Kid in a SpaMiserable, unsatisfied, ill-disciplined, demanding, despotic and useless… Rude to their parents and other adults, acting bossy and refusing to share with other children, prone to excessive self-absorption, lack of self-control, anxiety and depression… Yet they get extravagant birthdays, Prada purses, Tiffany jewelry, designer clothes, etc. I am certain of the fact that many mothers – and fathers – won’t agree with my post, but I think it is time to tackle this phenomenon, especially within Lebanese upper social classes.  If you give kids so much early on, they get to a point where they can’t be satisfied with anything.

According to many experts in the fields of sociology and psychology, a parent’s job is primary to prepare children for how the world really works. In the real world, you don’t always get what you want. You will be better able to deal with that as an adult if you’ve experienced it as a child. Also, if your parent/child relationship is based on material goods, your child won’t have the chance to experience unconditional love. Emotions can’t be healed by a trip to the mall. Happiness and one’s own status aren’t or shouldn’t be defined as a function of what children and teens wear or drive – but their intelligence, creativity, caring, giving, work ethic, etc. Row models shouldn’t be people who never did anything except spend money they got from somebody else.

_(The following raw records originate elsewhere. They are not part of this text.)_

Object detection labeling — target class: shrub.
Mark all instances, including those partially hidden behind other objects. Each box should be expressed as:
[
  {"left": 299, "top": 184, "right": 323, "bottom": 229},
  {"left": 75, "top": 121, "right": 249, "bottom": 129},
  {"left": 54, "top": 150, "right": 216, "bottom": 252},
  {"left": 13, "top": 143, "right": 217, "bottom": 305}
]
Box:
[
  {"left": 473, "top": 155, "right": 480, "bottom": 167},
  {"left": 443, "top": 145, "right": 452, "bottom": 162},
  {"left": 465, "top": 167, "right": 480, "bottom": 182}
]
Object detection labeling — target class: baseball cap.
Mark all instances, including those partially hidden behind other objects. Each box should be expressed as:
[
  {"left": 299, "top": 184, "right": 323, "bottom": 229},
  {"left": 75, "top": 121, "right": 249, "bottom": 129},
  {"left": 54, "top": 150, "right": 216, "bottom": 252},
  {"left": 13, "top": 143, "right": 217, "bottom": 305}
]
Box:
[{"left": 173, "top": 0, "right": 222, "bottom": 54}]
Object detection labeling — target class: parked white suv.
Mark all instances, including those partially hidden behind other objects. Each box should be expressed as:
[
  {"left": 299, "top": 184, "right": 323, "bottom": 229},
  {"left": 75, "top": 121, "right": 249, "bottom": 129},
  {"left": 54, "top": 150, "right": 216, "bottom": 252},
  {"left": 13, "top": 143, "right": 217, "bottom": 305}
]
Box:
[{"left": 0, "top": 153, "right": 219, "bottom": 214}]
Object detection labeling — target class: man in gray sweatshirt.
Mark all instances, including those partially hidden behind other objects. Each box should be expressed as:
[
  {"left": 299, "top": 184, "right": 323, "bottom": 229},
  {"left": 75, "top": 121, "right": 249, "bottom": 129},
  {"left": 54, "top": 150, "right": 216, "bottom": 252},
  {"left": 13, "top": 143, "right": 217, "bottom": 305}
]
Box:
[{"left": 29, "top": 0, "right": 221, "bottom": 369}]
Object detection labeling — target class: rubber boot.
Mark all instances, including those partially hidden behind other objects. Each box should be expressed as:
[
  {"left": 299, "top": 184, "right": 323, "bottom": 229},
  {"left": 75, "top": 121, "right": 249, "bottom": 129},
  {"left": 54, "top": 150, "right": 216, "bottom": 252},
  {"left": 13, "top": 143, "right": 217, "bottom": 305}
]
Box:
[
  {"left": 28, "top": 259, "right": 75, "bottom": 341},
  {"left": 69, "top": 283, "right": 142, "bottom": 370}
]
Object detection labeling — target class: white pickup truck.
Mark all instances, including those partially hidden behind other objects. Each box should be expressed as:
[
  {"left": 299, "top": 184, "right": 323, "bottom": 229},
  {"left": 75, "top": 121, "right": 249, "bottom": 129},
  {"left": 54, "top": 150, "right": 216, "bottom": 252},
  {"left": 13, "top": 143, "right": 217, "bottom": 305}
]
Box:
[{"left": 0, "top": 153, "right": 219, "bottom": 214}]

Along with the imperial offspring of the Ming dynasty, the dauphins of pre-Revolutionary France and contemporary American kids from certain families, there are Lebanese kids – and Middle Eastern – who represent the most indulged people, not just that they’ve been given unprecedented amount of stuff – clothes, toys, cameras, skis, computers, televisions, cell phones, PlayStations, iPods, SPA TREATMENTS!! (the market for Burberry Baby and other forms of kiddie “couture” has reportedly been growing by ten per cent a year!); they’ve also been granted unprecedented authority.

“The notion that we may be raising a generation of kids who can’t, or at least won’t, tie their own shoes has given rise to a new genre of parenting books. Their titles tend to be either dolorous (“The Price of Privilege”) or downright hostile (“The Narcissism Epidemic,” “Mean Moms Rule,” “A Nation of Wimps”). The books are less how-to guides than how-not-to’s: how not to give in to your toddler, how not to intervene whenever your teen-ager looks bored, how not to spend two hundred thousand dollars on tuition only to find your twenty-something graduate back at home, drinking all your beer”.

Spoiled children and teens will be stuck in permanent ‘adultescence’, thus becoming decadent citizens: special specie far more dangerous than the fanatics’!!!